FILMMAKER YEAR IN REVIEW: SCOTT MACAULAY
Film critics often write about “the movies” or “directors” as if annual changes in quality or taste or choice of material are solely the result of artistic decision – that if the films of a given year aren’t up the ones of the year before it must have something to do with the filmmakers not being sufficiently serious-minded enough. Looking back on 2007, however, from the viewpoint of 2008, favorites like There Will be Blood, Zodiac and I’m Not There seem like pictures enabled by not only creative vision but also the availability of capital and the presence of executives willing to take financial risks in the hopes of making not just a profit but also a mark, a name, or their company a beacon for talent. In other words, these were the pictures of an “up” economy in which spending (and overspending) were seen as shrewd actions.
As 2008 ends, the world is clearly and suddenly in a “down” economy, although independent film got there first. The trades were full of Sundance doom’n’gloom last winter, noting the decline in top-dollar sales from the fest. Shortly thereafter producers were stunned by the bankruptcy of Axium payroll. And then there was the slow-speed crumbling of THINKfilm, a meltdown marked by unpaid advances, litigious filmmakers, and an overleveraged owner who seemed to view his company’s unmet promises as just the normal economic churn of some industry of widget-makers. Through it all was the slow disappearance of producer overhead deals and the vanishing of even more studio specialty divisions and distributors (Picturehouse, Warner Independent, Yari Releasing and Tartan, among them).
The result of all this is an independent economy that is actively disincentivizing investment. Private money is sometimes snarkily called “dumb money” because, presumably, non-industry investors are thought to be unmindful of the business’s economic underpinnings. I’d call such investment “idealistic money.” From my experience, investors know perfectly well the vicissitudes of film investing. They are people with high risk tolerances, but they are also people who expect that fairness and honest rules of business be present when they do invest. When a distribution promise is broken and a film is dumped to video, or when a minimum advance doesn’t even get paid, these people more often than not don’t get mad, and they usually don’t sue. It’s not worth their time and money. They just never invest in a film again.

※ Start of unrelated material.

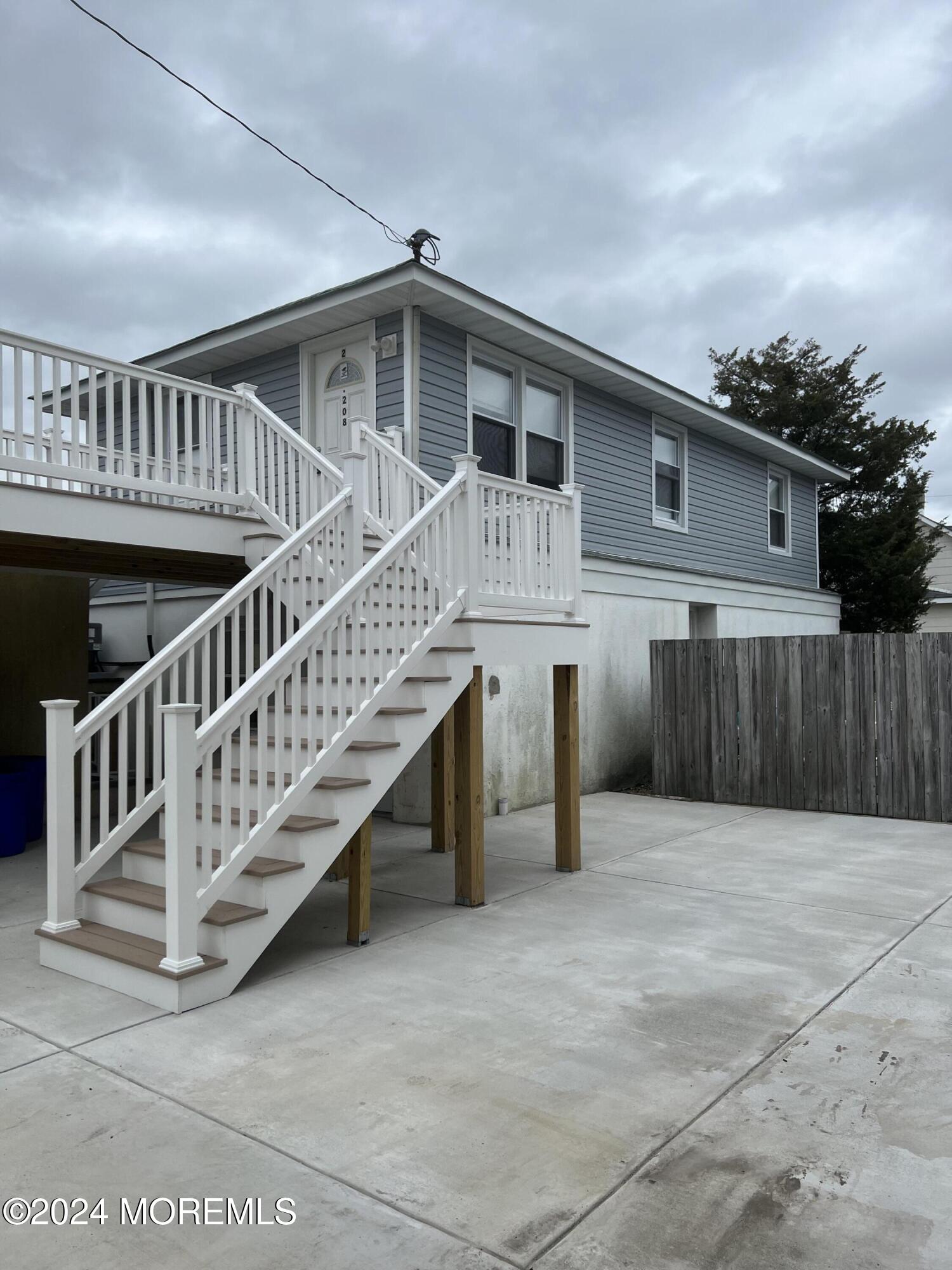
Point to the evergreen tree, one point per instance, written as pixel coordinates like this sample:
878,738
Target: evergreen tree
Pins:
874,549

Okay, aggrieved producer rant over. When I look at my list of favorite ’08 films, I appropriately see a list that almost (but not entirely) neatly divides between films from two film economies not dependent on either specialty division largesse or large-scale private investment. (Like other respondents, I’m not calling this list a “best of” – there is simply far too much I haven’t seen yet, like most of the year-end stuff, including Gran Torino, as well as Happy-Go-Lucky and Waltz with Bashir.) The films I liked a lot this year seemed to be, with an occasional exception like The Dark Knight, either rigorous international art films supported by European broadcasters and funds, or else small-scale, very-low-budget American indies made by filmmakers who were able to build their own sustaining communities of willing collaborators and crew. I loved There Will be Blood, and I love these smaller films too. They represent their own moment in time just as much as Anderson’s film represented his, and they may point towards a more realistic model for readers of this magazine going forward.
My 2008 favorites (that had some kind of release this year): Hunger (pictured), The Pleasure of Being Robbed, My Winnipeg, Trouble the Water, The Edge of Heaven, The Class, Wendy and Lucy, Paranoid Park, The Wrestler, Frownland, Momma’s Man, Silent Light, The Dark Knight, Mister Lonely, Reprise, Milk, Mary, Be Kind, Rewind, Ballast, WALL E, Frozen River.
Favorite 2008 Fest Films Due for Release in ’09: Goodbye, Solo; Medicine for Melancholy; Loot; Examined Life; Soul Power, Summer Hours.
Favorite Undistributed Film: Wellness.
Favorite Performances: Eleonore Hendricks (The Pleasure of Being Robbed, pictured), Sean Penn (Milk); Mickey Rourke (The Wrestler), Misty Upham (Frozen River); Ken and Flo Jacobs (Momma’s Man); Sara Simmonds (In Search of a Midnight Kiss); Dore Mann (Frownland); Souleymane Sy Savane (Goodbye, Solo); Beyonce Knowles (Cadillac Records).
Favorite Screenplay: Reprise.
Favorite Narrators: Guy Maddin (My Winnipeg); Taylor Greeson (Meadowlark).
Favorite Cinematography: Sean Bobbitt (Hunger); Christopher Doyle and Rain Li (Paranoid Park).
Favorite Criterion Reissue: Blast of Silence.